2026 Não Será Suave - O Substack da 300noise
O Substack da 300noise
2026 Não Será Suave
Como a revolta contra o algoritmo, o hiperlocal e a fricção cultural estão redesenhando o mercado global
300noise
fev 25, 2026
Estamos vivendo tempos turbulentos. Para o bem, ou para o mal (e muitas vezes é para o mal mesmo) o mundo está mudando. E o que fazemos com isso? Estamos nos comportando para uma adaptação ou para uma aclimatação? Isso tem a ver, sobretudo, com imediatismo x planejamento.
Antes que algum recrutador venha te perguntar como você age sobre pressão, venha conosco nesse passeio sobre um mercado de tendências e comportamentos estudados pelos especialistas da 300Noise.
Uns podem chamar de Cool Hunting, outros de etnografia aplicada ao consumo feat. análise de comportamentos emergentes. Mas se você veio até nossa página em busca de um #baita #insight que vai te dizer que curadoria é a palavra da vez, é melhor fechar essa aba.
Sim, já ouvimos falar sobre enshitification, sobre slow living, storytelling, omnichannel, consumidor 5.0, tendência que veio para ficar e todos os outros clichês que inundaram as redes sociais com aquele papinho feito no chat. E se você está conosco até agora, entendemos que também não aguenta mais isso…
Nessa análise, pretendemos criar uma linha de raciocínio para as transformações que enxergamos para esse ano e te apresentar dados e ideias presentes em mais de uma dezena de relatórios publicados entre 2025 e 2026.
Se você não leu os nossos dois posts sobre tendências, essa é a hora! Vamos presumir que você está por dentro de alguns conceitos que apresentamos para cair mais fundo nesse mergulho 5d nas marés hibridas entre o virtual e o real.
Para os que ainda não assinaram o conteúdo premium, fica aqui uma breve descrição do que você encontrará no texto completo. Claro, tudo isso para dar aquele gostinho de quero mais.
Vamos falar de como a lógica dos agentes de IA estão impactando os profissionais do setor de comunicação e isso recai sobre consumidores. Entender sobre o medievalismo digital é saber que a atualização do seu Whatsapp interfere mais na sua vida do que você pensa.
Em sequência, como efeito dessa lógica, seguimos para o sujeito que está em fuga e sua tentativa de se enquadrar em uma aldeia global de desconexão. Tudo entra nessa dinâmica: mercado de wellness, os clubes de marcas e a nova reconfiguração de hibridismo para empresas e marcas.

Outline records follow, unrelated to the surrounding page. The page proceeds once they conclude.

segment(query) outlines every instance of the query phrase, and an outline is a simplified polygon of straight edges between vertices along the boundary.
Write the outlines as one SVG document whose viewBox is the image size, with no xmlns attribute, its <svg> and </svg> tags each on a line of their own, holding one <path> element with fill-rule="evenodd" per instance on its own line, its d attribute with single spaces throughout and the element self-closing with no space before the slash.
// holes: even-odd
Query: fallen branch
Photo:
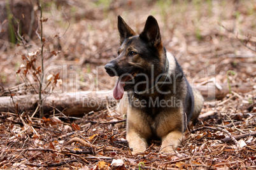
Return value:
<svg viewBox="0 0 256 170">
<path fill-rule="evenodd" d="M 78 137 L 75 137 L 75 138 L 71 139 L 69 141 L 64 143 L 64 145 L 69 145 L 73 142 L 78 142 L 79 143 L 80 143 L 81 145 L 83 145 L 83 146 L 85 146 L 86 147 L 92 148 L 93 149 L 99 150 L 99 149 L 103 148 L 103 147 L 97 147 L 97 146 L 94 145 L 92 144 L 90 144 L 90 143 L 87 142 L 86 141 L 85 141 L 82 139 L 80 139 Z M 113 151 L 113 150 L 120 151 L 121 150 L 119 148 L 110 148 L 110 147 L 104 147 L 103 148 L 103 151 Z"/>
<path fill-rule="evenodd" d="M 227 134 L 227 136 L 229 136 L 229 138 L 231 139 L 231 140 L 232 140 L 236 145 L 237 148 L 239 148 L 239 143 L 238 141 L 236 140 L 236 139 L 235 138 L 234 138 L 234 136 L 232 136 L 232 134 L 230 133 L 230 132 L 229 132 L 228 131 L 227 131 L 226 129 L 220 128 L 213 128 L 213 127 L 209 127 L 209 126 L 204 126 L 204 127 L 201 127 L 199 128 L 197 128 L 194 131 L 192 131 L 192 132 L 194 131 L 200 131 L 201 129 L 210 129 L 210 130 L 213 130 L 213 131 L 222 131 L 223 133 L 225 133 L 226 134 Z M 192 133 L 191 132 L 191 133 Z"/>
<path fill-rule="evenodd" d="M 221 85 L 218 89 L 213 84 L 195 86 L 203 95 L 206 100 L 221 100 L 229 93 L 227 84 Z M 253 89 L 253 84 L 233 84 L 232 91 L 245 93 Z M 12 92 L 13 93 L 13 92 Z M 116 103 L 111 91 L 80 91 L 64 93 L 57 95 L 44 95 L 43 96 L 43 109 L 50 113 L 53 110 L 62 112 L 69 116 L 81 116 L 91 111 L 98 111 L 107 107 L 108 105 Z M 26 111 L 34 112 L 38 107 L 38 95 L 21 95 L 0 97 L 0 112 Z"/>
<path fill-rule="evenodd" d="M 233 137 L 236 140 L 239 140 L 241 138 L 246 138 L 246 137 L 250 136 L 256 137 L 256 132 L 252 132 L 252 133 L 245 133 L 245 134 L 241 134 L 234 136 Z M 222 141 L 229 141 L 231 140 L 232 140 L 232 139 L 230 138 L 225 138 L 222 140 Z"/>
</svg>

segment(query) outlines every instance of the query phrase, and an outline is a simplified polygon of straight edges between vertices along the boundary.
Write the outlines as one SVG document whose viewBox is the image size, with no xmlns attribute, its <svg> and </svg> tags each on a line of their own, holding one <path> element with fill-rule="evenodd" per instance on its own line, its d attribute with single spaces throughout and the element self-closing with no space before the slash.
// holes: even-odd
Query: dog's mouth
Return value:
<svg viewBox="0 0 256 170">
<path fill-rule="evenodd" d="M 128 90 L 131 84 L 135 84 L 135 78 L 139 71 L 134 72 L 127 75 L 124 75 L 119 77 L 115 84 L 113 95 L 117 100 L 121 99 L 124 96 L 125 91 Z"/>
</svg>

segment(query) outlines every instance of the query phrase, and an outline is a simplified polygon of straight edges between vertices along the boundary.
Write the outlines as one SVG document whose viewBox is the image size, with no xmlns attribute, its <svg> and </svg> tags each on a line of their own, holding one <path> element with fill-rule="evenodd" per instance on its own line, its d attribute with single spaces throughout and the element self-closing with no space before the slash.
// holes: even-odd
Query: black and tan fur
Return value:
<svg viewBox="0 0 256 170">
<path fill-rule="evenodd" d="M 139 35 L 120 16 L 118 29 L 118 56 L 105 69 L 110 76 L 128 75 L 118 79 L 114 91 L 116 98 L 122 98 L 120 110 L 127 115 L 129 147 L 133 153 L 145 152 L 148 141 L 157 137 L 162 140 L 160 152 L 172 153 L 180 145 L 186 125 L 197 119 L 203 98 L 192 89 L 175 58 L 166 51 L 154 17 L 148 17 Z M 122 88 L 127 91 L 124 96 Z M 166 101 L 173 104 L 161 104 Z"/>
</svg>

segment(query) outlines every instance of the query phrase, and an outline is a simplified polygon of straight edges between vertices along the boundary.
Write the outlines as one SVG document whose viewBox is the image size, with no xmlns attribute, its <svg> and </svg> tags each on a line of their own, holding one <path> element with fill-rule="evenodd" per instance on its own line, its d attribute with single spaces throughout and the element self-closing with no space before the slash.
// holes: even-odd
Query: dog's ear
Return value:
<svg viewBox="0 0 256 170">
<path fill-rule="evenodd" d="M 120 44 L 122 44 L 125 38 L 135 36 L 136 34 L 128 26 L 120 15 L 118 15 L 117 18 L 117 27 L 119 31 L 120 43 Z"/>
<path fill-rule="evenodd" d="M 153 47 L 157 48 L 162 44 L 159 27 L 157 20 L 153 16 L 148 16 L 143 31 L 139 34 L 139 37 Z"/>
</svg>

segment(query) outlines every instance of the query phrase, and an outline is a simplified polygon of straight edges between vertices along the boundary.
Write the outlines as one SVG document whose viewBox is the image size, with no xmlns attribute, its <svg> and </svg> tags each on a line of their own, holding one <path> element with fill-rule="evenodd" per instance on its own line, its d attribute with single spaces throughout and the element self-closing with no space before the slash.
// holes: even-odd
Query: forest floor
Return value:
<svg viewBox="0 0 256 170">
<path fill-rule="evenodd" d="M 229 83 L 248 89 L 236 93 L 231 88 L 222 99 L 205 98 L 199 122 L 184 133 L 172 155 L 159 154 L 160 142 L 155 140 L 144 155 L 132 155 L 124 118 L 110 105 L 83 117 L 64 115 L 53 107 L 42 119 L 38 110 L 1 112 L 0 169 L 256 168 L 255 0 L 64 0 L 45 1 L 43 7 L 45 93 L 113 89 L 115 79 L 104 65 L 117 55 L 118 15 L 138 33 L 153 15 L 164 45 L 193 86 L 215 82 L 219 89 Z M 38 93 L 32 72 L 24 72 L 24 56 L 39 57 L 39 37 L 29 46 L 4 44 L 0 49 L 0 97 Z"/>
</svg>

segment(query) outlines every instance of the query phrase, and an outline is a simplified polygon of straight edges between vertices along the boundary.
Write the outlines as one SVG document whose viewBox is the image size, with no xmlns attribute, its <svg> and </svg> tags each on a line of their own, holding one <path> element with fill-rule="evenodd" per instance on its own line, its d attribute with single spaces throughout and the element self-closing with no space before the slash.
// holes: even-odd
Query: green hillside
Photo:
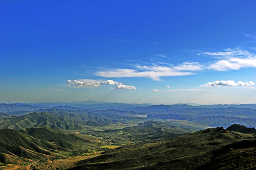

O resultado disso é uma mudança de lógica. Estamos falando do Hiperlocal como extensão do hiperglobal. O condicionamento pelo próprio espaço, local e memória em consumo de produtos que tenham alguma raiz. Aqui entramos no mundo da música, mas também abrimos espaço para outros produtos culturais e o espaço para o Sul Global.
Então, tratamos de explicar a contraposição hegemônica e o multilateralismo dentro da política internacional. Aqui você vai entender mais sobre os labubus, new ugly, discotecagem vietnamita e o conceito de Weird de Mark Fisher.
Finalizamos com o embate entre Apolo e Dionísio que remonta o pensamento de Nietzsche, mas também cria uma relação com a nossa relação com o digital e o real.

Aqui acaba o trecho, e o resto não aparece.